D. Celestino me consultó con sus ojos y también iba a consultarme con sus autorizados labios, cuando se sintió ruido en el portal.
– ¡Ahí está! Su Alteza ha llegado – dijeron los guardias, tomando apresuradamente sus armas y sombreros para hacer los honores.
Pero el Príncipe subió a sus habitaciones particulares por la escalera excusada, que al efecto existía en su palacio.
– Quizás Su Alteza no reciba hoy – dijo a don Celestino el guardia, que poco antes nos había detenido. – Sin embargo, pueden Vds. esperar si gustan, y él avisará si da audiencia o no.
Dicho esto, nos hizo pasar a una habitación contigua y muy grande donde vimos a otras muchas personas, que desde por la mañana habían acudido en solicitud del favor de una entrevista con S. A. Entre aquella gente había algunas damas muy distinguidas, militares, señores a la antigua, vestidos con históricas casacas y cubiertos con antiquísimas pelucas, y también algunas personas humildes.
Los pretendientes allí reunidos se miraban con recelo y mal humor, porque a todo el que hace antesala molesta mucho el verse acompañado, considerando sin duda que si el tiempo y la benevolencia del ministro se reparten entre muchos, no puede tocarles gran cosa.

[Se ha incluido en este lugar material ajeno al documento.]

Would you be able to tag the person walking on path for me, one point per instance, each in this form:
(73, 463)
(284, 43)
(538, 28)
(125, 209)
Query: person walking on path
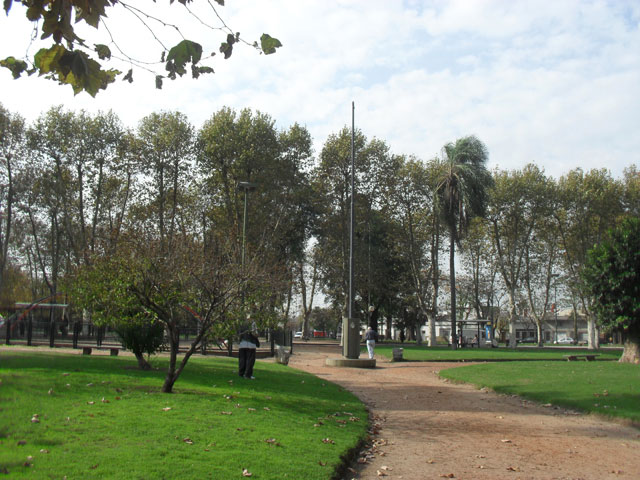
(371, 336)
(247, 352)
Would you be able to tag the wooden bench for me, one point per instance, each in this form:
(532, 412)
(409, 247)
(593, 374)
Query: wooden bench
(112, 351)
(581, 356)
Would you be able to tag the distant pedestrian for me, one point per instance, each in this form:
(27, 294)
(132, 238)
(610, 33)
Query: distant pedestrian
(247, 352)
(371, 336)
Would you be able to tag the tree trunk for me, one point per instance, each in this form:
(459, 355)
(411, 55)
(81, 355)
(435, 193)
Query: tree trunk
(631, 352)
(452, 277)
(512, 320)
(174, 345)
(431, 325)
(142, 362)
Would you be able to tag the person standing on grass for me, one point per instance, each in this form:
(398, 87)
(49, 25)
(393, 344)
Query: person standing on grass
(247, 352)
(371, 336)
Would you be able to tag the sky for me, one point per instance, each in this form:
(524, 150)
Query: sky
(555, 83)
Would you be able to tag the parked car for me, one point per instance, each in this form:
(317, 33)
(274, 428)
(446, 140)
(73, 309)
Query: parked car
(528, 340)
(565, 340)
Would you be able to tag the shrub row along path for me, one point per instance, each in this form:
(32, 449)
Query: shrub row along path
(427, 428)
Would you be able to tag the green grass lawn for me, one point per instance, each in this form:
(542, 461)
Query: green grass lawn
(607, 388)
(438, 354)
(98, 417)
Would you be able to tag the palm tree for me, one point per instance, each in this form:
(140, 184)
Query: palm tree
(461, 194)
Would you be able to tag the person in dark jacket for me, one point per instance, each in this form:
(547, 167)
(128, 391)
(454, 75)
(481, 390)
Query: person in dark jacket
(247, 352)
(371, 336)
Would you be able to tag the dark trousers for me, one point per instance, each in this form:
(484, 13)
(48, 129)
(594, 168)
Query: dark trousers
(246, 361)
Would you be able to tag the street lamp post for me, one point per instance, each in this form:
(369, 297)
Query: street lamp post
(555, 302)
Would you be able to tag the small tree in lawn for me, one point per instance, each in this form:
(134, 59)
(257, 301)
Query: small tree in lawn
(104, 290)
(612, 277)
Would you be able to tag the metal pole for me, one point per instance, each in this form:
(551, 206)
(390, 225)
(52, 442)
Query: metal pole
(351, 325)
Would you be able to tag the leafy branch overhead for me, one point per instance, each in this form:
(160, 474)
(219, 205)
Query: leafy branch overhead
(84, 65)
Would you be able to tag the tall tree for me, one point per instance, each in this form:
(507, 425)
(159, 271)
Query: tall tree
(12, 147)
(612, 277)
(588, 205)
(518, 201)
(461, 194)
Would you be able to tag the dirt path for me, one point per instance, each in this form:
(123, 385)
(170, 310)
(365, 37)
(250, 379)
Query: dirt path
(428, 428)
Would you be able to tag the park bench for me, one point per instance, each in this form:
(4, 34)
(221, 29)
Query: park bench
(582, 356)
(112, 351)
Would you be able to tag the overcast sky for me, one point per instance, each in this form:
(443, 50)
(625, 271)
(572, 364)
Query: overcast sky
(556, 83)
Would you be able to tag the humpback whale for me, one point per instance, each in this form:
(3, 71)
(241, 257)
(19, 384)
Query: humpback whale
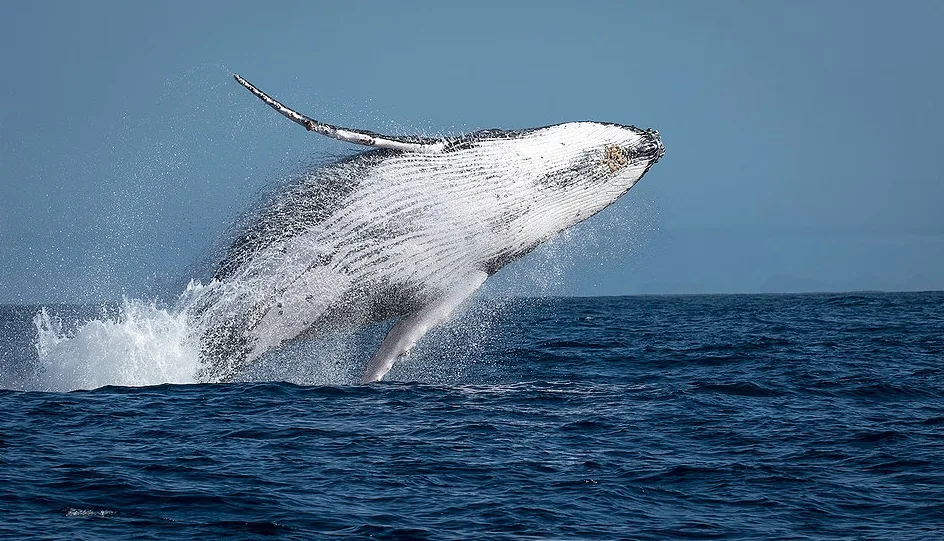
(405, 231)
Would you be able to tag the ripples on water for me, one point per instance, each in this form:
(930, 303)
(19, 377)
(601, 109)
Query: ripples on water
(736, 417)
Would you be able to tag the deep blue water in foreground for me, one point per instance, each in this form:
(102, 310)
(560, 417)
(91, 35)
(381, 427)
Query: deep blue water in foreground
(690, 417)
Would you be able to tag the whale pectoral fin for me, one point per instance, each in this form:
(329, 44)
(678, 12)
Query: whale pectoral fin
(409, 330)
(360, 137)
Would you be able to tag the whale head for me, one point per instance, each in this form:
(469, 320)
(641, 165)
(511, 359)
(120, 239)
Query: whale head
(575, 169)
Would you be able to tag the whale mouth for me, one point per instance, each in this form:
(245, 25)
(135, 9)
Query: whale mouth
(650, 147)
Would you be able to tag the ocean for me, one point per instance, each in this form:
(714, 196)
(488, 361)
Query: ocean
(815, 416)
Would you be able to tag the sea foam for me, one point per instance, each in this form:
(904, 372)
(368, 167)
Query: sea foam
(140, 344)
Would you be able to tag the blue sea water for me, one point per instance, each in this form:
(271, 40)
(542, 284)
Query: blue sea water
(668, 417)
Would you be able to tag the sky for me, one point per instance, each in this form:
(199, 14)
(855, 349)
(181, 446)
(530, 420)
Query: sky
(803, 139)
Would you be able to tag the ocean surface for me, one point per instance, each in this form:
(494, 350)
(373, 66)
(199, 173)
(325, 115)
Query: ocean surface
(808, 417)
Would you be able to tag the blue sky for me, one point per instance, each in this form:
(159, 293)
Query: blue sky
(802, 139)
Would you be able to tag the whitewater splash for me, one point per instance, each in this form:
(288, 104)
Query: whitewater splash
(141, 344)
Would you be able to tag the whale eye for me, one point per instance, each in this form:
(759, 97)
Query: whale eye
(615, 157)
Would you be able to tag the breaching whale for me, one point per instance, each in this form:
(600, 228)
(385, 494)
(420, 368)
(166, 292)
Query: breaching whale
(405, 231)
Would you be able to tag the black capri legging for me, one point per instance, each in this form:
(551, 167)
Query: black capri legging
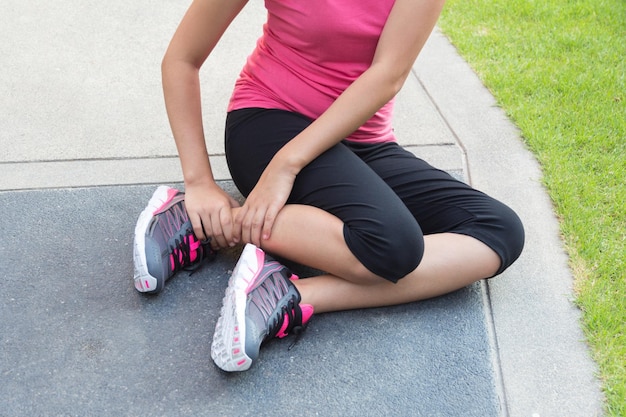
(387, 198)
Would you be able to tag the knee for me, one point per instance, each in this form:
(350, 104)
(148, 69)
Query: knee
(391, 252)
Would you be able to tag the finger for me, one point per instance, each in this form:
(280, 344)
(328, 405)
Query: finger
(198, 227)
(218, 232)
(268, 224)
(257, 226)
(226, 222)
(238, 224)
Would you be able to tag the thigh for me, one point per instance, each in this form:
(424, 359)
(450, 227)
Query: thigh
(252, 138)
(441, 203)
(378, 228)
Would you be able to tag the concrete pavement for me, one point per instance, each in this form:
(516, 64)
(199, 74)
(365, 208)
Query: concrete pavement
(85, 140)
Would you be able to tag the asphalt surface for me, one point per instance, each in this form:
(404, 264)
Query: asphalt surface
(85, 142)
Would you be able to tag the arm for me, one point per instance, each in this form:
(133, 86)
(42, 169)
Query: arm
(408, 27)
(198, 33)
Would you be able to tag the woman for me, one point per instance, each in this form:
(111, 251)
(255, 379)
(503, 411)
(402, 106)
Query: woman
(309, 143)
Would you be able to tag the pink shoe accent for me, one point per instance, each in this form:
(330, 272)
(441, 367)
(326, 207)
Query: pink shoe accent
(194, 244)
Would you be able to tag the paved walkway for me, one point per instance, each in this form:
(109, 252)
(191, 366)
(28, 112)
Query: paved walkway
(85, 140)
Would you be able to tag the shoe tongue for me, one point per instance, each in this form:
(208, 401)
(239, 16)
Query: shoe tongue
(307, 312)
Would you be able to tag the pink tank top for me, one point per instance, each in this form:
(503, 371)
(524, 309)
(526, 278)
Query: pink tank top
(310, 52)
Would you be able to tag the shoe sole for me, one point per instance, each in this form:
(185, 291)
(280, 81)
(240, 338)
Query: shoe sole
(228, 347)
(144, 282)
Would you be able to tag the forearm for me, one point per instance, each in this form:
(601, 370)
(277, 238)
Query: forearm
(181, 89)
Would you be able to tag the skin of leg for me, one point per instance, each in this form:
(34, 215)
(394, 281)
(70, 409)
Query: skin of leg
(313, 237)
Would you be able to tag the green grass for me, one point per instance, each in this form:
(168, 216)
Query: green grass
(558, 69)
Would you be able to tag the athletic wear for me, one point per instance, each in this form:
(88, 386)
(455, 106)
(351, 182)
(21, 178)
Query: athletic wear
(164, 241)
(386, 197)
(310, 52)
(260, 303)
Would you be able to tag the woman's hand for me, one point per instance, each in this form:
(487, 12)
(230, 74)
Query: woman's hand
(254, 222)
(210, 211)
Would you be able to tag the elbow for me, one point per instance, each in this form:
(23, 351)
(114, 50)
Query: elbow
(393, 77)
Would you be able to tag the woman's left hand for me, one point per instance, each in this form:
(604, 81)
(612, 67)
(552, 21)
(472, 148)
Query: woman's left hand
(255, 219)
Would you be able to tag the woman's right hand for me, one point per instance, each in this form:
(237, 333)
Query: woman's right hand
(210, 212)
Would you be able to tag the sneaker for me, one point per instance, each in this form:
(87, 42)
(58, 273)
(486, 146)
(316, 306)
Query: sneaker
(261, 302)
(165, 242)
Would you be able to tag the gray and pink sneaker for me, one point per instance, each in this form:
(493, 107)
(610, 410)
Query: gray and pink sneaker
(261, 303)
(165, 242)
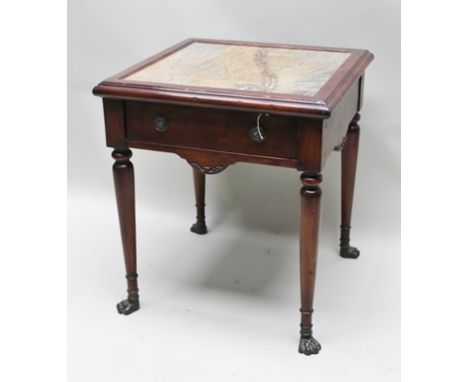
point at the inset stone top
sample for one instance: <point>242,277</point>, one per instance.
<point>289,79</point>
<point>246,68</point>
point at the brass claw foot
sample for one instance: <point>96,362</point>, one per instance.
<point>349,252</point>
<point>309,345</point>
<point>128,306</point>
<point>199,228</point>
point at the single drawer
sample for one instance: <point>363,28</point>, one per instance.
<point>211,129</point>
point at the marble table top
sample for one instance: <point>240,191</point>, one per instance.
<point>295,71</point>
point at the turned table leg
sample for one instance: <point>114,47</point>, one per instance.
<point>310,221</point>
<point>125,193</point>
<point>199,184</point>
<point>349,156</point>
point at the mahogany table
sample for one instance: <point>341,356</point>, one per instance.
<point>215,103</point>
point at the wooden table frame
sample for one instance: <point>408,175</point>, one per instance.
<point>304,130</point>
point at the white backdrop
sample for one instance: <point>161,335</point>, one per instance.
<point>226,305</point>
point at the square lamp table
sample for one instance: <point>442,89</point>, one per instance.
<point>215,103</point>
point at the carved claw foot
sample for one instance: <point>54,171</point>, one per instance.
<point>199,228</point>
<point>128,306</point>
<point>349,252</point>
<point>309,345</point>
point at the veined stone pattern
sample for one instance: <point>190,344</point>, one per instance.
<point>246,68</point>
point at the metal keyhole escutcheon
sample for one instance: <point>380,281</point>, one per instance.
<point>258,133</point>
<point>160,124</point>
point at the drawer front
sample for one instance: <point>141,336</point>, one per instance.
<point>211,129</point>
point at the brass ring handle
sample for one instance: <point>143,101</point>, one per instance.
<point>160,124</point>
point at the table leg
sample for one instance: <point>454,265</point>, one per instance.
<point>125,192</point>
<point>349,156</point>
<point>310,221</point>
<point>199,183</point>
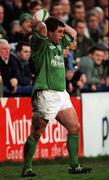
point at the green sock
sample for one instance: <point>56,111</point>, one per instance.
<point>29,150</point>
<point>72,146</point>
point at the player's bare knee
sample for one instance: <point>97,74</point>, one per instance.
<point>75,129</point>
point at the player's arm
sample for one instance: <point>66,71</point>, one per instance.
<point>71,32</point>
<point>40,27</point>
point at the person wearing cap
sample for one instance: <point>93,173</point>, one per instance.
<point>92,66</point>
<point>25,23</point>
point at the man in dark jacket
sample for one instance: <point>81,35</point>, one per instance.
<point>22,69</point>
<point>7,68</point>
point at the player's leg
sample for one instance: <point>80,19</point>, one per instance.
<point>69,120</point>
<point>38,126</point>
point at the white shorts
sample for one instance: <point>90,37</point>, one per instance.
<point>48,103</point>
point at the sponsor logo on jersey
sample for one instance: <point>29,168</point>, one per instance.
<point>57,61</point>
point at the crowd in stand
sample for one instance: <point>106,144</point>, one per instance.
<point>86,60</point>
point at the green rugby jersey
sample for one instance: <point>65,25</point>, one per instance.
<point>48,61</point>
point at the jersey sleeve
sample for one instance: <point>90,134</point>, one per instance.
<point>67,40</point>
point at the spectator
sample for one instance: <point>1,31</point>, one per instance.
<point>35,6</point>
<point>14,33</point>
<point>56,10</point>
<point>25,22</point>
<point>83,43</point>
<point>76,84</point>
<point>7,68</point>
<point>94,28</point>
<point>3,33</point>
<point>22,69</point>
<point>92,66</point>
<point>77,14</point>
<point>66,10</point>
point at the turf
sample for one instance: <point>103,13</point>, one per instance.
<point>57,170</point>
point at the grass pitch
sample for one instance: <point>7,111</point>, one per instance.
<point>57,170</point>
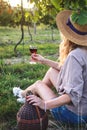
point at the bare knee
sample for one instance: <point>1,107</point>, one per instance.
<point>36,86</point>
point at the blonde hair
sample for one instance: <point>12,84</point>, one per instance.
<point>65,48</point>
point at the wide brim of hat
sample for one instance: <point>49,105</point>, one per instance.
<point>61,21</point>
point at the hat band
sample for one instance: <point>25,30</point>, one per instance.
<point>74,29</point>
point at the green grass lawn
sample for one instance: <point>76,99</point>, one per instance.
<point>21,73</point>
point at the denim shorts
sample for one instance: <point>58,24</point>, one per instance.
<point>64,115</point>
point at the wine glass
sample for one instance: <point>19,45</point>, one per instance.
<point>33,50</point>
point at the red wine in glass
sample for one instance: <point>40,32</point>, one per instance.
<point>33,49</point>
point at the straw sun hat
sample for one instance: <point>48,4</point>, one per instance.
<point>72,31</point>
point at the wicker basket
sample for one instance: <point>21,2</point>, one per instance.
<point>31,117</point>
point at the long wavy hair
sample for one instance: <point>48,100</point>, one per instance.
<point>66,47</point>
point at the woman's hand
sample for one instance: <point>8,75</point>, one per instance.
<point>37,58</point>
<point>36,101</point>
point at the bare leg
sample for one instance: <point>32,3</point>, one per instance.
<point>42,88</point>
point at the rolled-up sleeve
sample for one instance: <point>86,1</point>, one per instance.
<point>72,79</point>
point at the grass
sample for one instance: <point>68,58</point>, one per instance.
<point>21,73</point>
<point>14,71</point>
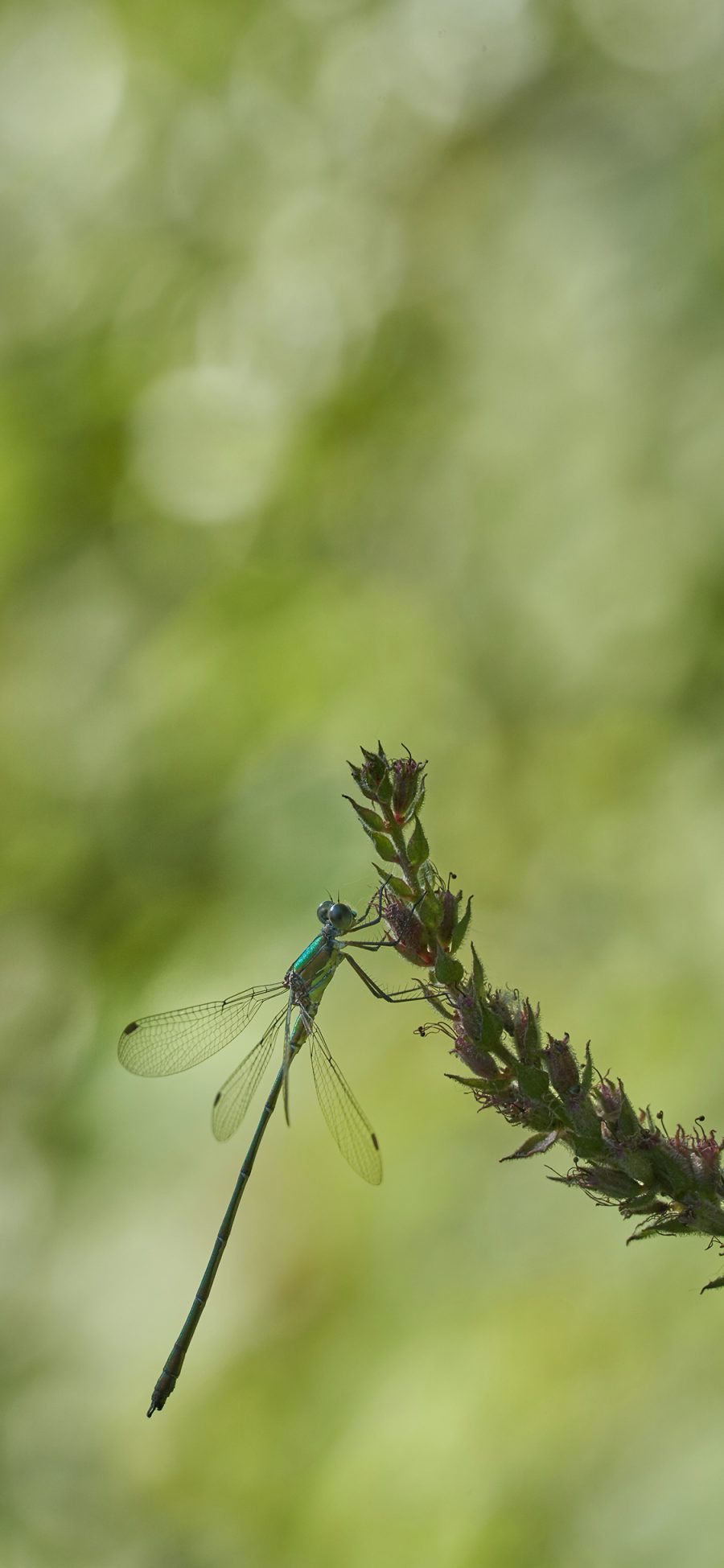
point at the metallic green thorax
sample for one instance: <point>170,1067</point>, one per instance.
<point>314,969</point>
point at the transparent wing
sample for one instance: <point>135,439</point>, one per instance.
<point>175,1042</point>
<point>343,1117</point>
<point>234,1098</point>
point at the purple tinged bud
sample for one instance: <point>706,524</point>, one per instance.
<point>406,788</point>
<point>411,938</point>
<point>563,1068</point>
<point>608,1100</point>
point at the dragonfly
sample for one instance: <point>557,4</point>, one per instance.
<point>165,1043</point>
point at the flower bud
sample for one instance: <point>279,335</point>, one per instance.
<point>408,788</point>
<point>411,938</point>
<point>563,1068</point>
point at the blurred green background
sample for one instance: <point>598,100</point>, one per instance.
<point>362,375</point>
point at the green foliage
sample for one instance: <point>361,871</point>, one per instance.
<point>619,1158</point>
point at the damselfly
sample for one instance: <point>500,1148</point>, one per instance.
<point>175,1042</point>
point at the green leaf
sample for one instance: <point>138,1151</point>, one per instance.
<point>370,819</point>
<point>447,969</point>
<point>383,846</point>
<point>418,847</point>
<point>479,976</point>
<point>537,1145</point>
<point>461,928</point>
<point>395,885</point>
<point>588,1072</point>
<point>533,1082</point>
<point>492,1029</point>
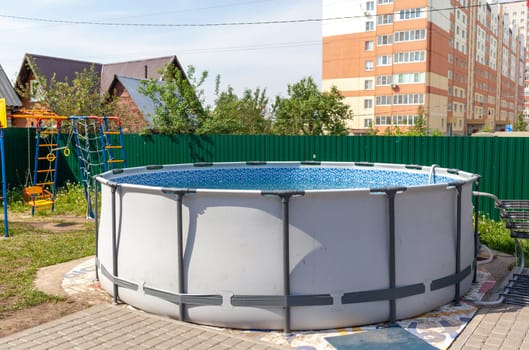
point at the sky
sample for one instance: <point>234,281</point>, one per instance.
<point>266,56</point>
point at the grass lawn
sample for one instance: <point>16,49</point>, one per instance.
<point>32,246</point>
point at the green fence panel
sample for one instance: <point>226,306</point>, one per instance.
<point>501,162</point>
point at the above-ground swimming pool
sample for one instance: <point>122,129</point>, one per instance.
<point>286,245</point>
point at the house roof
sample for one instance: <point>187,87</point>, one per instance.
<point>7,91</point>
<point>47,67</point>
<point>140,69</point>
<point>144,103</point>
<point>63,68</point>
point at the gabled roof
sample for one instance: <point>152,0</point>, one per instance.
<point>140,69</point>
<point>7,91</point>
<point>48,66</point>
<point>144,103</point>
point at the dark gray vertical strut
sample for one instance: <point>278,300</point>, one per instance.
<point>180,193</point>
<point>476,232</point>
<point>286,259</point>
<point>285,198</point>
<point>458,242</point>
<point>392,258</point>
<point>391,193</point>
<point>96,183</point>
<point>180,240</point>
<point>114,187</point>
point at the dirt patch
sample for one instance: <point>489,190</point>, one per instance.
<point>31,317</point>
<point>49,279</point>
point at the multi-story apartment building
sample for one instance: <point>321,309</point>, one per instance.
<point>457,63</point>
<point>518,15</point>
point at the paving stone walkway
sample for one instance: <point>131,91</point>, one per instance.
<point>503,327</point>
<point>118,327</point>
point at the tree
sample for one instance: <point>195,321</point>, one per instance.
<point>80,96</point>
<point>234,115</point>
<point>309,112</point>
<point>177,99</point>
<point>520,124</point>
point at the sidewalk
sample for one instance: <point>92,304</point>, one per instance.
<point>503,327</point>
<point>106,326</point>
<point>122,327</point>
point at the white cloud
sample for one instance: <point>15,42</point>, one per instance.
<point>245,56</point>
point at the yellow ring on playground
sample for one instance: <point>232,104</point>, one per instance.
<point>50,157</point>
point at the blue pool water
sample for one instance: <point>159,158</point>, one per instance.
<point>280,178</point>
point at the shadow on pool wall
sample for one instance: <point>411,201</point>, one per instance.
<point>289,260</point>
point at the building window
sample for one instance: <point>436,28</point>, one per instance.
<point>383,60</point>
<point>384,40</point>
<point>368,84</point>
<point>384,80</point>
<point>410,35</point>
<point>411,13</point>
<point>385,19</point>
<point>410,56</point>
<point>409,78</point>
<point>383,120</point>
<point>35,91</point>
<point>408,99</point>
<point>404,119</point>
<point>384,100</point>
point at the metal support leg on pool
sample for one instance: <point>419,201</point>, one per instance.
<point>459,188</point>
<point>114,245</point>
<point>285,197</point>
<point>476,232</point>
<point>180,242</point>
<point>391,193</point>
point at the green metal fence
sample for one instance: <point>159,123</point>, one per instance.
<point>500,161</point>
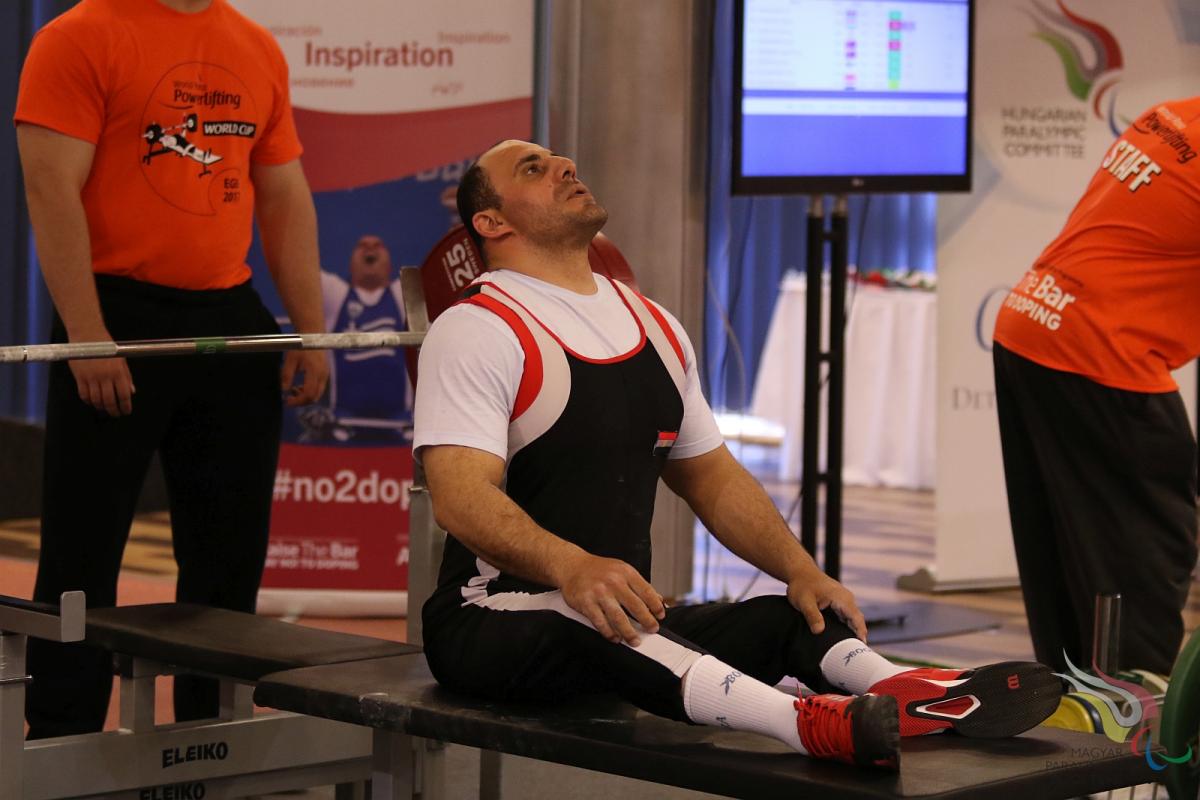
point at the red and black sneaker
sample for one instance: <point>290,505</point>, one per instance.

Un ujier se acercó a nosotros y preguntó a D. Celestino quiénes éramos, a lo cual repuso el buen eclesiástico:
– Nosotros somos curas de la parroquia de… quiero decir, soy cura de la parroquia y este joven… este joven gana noventa y tres reales en los meses de treinta y uno; y venimos a… pero yo no pienso pedirle nada al señor Príncipe, porque este picarón (señalando a mí) no se morderá la lengua para decirle lo que desea.
Cuando el ujier se alejó, dije a mi acompañante que tuviera cuidado de no equivocarse tan a menudo: que no anunciara anticipadamente nuestra comisión pedigüeña, y que no había necesidad de ir pregonando lo que yo ganaba, a lo que me respondió que él como persona nueva en antesalas y palacios, se turbaba a la primera ocasión, diciendo mil desatinos. Uno de los señores que aguardaban se nos acercó, y reconociendo al cura, se saludaron ambos muy cortésmente, diciendo el desconocido:
– Sr. D. Celestino, ¿qué bueno por aquí?
– Vengo a visitar a S. A. Ya sabe Vd. que somos paisanos y amigos. Mi padre y su abuelo hicieron un viaje juntos desde Trujillo a la Vera de Plasencia, y un tío de mi madre tenía en Miajadas una dehesa donde los Godoyes iban a cazar alguna vez. Somos amigos, y le estoy muy reconocido, porque a la munificencia de S. A. debo el beneficio que disfruto, el cual me fue concedido en cuanto S. A. tuvo conocimiento de mi necesidad; así es que desde mi primer memorial hasta el día en que tomé posesión, sólo transcurrieron catorce años.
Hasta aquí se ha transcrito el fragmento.